The blue boxes represent bounding box coordinates that have been passed to the model for the bbox_to_text task. For this example, the model correctly predicted the text contents of every blue bounding box.

The red boxes represent predicted bounding boxes and green boxes represent target bounding boxes for the text_to_bbox task. The model is good enough at bounding box prediction that the red and green boxes overlap almost completely.
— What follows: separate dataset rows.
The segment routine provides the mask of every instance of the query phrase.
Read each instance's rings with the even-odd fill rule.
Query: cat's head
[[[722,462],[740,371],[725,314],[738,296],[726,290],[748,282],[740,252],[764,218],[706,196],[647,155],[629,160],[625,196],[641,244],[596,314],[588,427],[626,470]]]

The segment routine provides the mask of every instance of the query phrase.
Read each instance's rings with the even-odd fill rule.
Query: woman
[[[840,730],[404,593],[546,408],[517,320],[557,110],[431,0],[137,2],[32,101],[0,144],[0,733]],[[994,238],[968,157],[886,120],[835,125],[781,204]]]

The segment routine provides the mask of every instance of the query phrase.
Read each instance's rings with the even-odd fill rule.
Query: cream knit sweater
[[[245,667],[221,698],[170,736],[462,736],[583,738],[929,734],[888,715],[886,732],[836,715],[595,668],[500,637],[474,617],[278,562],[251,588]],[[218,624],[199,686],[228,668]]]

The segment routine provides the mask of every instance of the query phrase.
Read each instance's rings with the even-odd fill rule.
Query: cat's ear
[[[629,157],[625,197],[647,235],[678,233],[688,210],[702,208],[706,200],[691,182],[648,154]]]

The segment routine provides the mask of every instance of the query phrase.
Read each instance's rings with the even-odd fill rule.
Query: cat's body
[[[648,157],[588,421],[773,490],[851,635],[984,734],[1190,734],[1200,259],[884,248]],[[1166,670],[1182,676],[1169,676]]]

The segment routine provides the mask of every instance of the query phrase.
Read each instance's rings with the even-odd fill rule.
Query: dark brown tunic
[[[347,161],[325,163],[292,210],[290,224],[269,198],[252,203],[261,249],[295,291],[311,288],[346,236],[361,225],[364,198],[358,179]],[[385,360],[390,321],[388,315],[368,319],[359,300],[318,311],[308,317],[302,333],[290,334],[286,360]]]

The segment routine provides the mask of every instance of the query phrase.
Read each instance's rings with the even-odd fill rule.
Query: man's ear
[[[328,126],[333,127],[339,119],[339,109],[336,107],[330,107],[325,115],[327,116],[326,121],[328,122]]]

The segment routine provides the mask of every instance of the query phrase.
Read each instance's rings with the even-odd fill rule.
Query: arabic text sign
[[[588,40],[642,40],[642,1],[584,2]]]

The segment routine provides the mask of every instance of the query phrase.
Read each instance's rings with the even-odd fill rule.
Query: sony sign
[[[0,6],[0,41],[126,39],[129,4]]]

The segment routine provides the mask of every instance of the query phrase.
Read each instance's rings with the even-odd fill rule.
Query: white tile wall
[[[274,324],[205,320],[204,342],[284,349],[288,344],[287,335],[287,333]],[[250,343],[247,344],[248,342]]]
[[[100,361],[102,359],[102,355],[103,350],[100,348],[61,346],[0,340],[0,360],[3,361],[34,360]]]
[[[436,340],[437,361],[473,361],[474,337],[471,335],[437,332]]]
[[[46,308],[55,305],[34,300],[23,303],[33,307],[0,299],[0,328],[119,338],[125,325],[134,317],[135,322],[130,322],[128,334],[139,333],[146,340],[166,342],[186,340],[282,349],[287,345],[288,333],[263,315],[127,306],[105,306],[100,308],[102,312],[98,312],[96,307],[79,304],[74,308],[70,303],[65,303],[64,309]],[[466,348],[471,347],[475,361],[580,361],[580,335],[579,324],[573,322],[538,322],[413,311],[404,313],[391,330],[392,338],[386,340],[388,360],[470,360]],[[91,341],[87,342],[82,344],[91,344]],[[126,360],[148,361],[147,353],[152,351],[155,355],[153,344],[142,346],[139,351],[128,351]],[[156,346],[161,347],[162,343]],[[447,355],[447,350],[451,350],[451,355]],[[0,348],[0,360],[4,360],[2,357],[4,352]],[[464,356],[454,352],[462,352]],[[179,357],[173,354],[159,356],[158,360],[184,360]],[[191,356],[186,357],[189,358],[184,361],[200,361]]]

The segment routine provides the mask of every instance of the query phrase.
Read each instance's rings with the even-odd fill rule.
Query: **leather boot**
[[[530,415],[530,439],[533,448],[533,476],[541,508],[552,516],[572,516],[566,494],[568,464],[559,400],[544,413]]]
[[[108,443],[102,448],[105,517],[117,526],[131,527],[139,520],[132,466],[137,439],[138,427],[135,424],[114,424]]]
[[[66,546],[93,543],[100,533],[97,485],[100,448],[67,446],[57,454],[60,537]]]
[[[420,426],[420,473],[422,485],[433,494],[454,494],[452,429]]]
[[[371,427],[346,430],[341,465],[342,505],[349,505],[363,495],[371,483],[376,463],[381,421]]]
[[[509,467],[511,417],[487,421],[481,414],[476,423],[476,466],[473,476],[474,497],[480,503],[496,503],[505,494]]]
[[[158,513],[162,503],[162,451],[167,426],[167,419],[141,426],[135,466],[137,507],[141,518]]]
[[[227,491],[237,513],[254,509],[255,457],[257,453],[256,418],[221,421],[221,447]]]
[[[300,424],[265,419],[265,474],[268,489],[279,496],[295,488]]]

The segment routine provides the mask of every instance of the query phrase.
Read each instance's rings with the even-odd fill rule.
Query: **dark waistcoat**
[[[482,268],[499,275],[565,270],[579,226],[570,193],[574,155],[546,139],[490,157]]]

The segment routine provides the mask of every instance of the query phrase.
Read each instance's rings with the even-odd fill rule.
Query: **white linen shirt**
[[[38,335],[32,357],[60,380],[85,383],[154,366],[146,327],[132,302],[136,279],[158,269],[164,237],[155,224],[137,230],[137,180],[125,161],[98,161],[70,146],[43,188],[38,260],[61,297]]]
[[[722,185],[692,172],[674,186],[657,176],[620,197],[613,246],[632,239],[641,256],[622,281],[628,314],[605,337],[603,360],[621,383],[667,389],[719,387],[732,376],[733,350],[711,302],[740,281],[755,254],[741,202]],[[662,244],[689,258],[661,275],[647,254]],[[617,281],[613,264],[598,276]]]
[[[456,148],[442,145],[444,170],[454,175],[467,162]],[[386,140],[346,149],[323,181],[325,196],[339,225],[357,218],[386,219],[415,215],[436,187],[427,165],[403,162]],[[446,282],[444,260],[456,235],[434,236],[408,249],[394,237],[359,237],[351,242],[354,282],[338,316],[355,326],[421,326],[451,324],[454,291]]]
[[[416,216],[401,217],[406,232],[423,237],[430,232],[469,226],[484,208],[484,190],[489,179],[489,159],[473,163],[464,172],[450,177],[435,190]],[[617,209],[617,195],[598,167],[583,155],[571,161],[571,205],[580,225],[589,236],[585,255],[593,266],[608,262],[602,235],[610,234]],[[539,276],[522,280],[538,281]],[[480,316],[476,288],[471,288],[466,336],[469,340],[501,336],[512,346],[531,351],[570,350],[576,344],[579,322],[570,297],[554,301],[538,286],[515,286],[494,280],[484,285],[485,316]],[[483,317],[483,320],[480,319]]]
Localization and QA Capabilities

The model can also locate things on the screen based on informal text commands, as well as answer detailed factual questions about the contents of UIs:

Question:
“is the 2nd email starred? [‘yes’, ‘no’]”
Fuyu’s answer:
“no”

Or consider the below example, where the model can interact with Google Maps to correctly answer questions3.

Question:
“is La Taqueria north of the 24th St Mission Bart station?”
Fuyu’s answer:
“no”

Both the model weights and some example code are on HuggingFace. We look forward to seeing what you build with it, and please reach out if you have any questions. Stay tuned for more on our product alpha, which will incorporate these and other changes and is coming soon!

Citation

If you use this model in your work, please use the following BibTeX citation:

@misc{fuyu-8b,
  author = {Bavishi, Rohan and Elsen, Erich and Hawthorne, Curtis and Nye, Maxwell and Odena, Augustus and Somani, Arushi and  Ta\c{s}\i{}rlar, Sa\u{g}nak},
  title = {Introducing our Multimodal Models},
  url = {https://www.adept.ai/blog/fuyu-8b},
  year = {2023}
}

Footnotes

  1. By “multimodal model,” we mean a neural network that can natively see and understand both images and text.

  2. Though stay tuned for more on this.

  3. Notably, there’s no DOM to rely on in this case because the entire map is rendered within a canvas tag in the page’s HTML.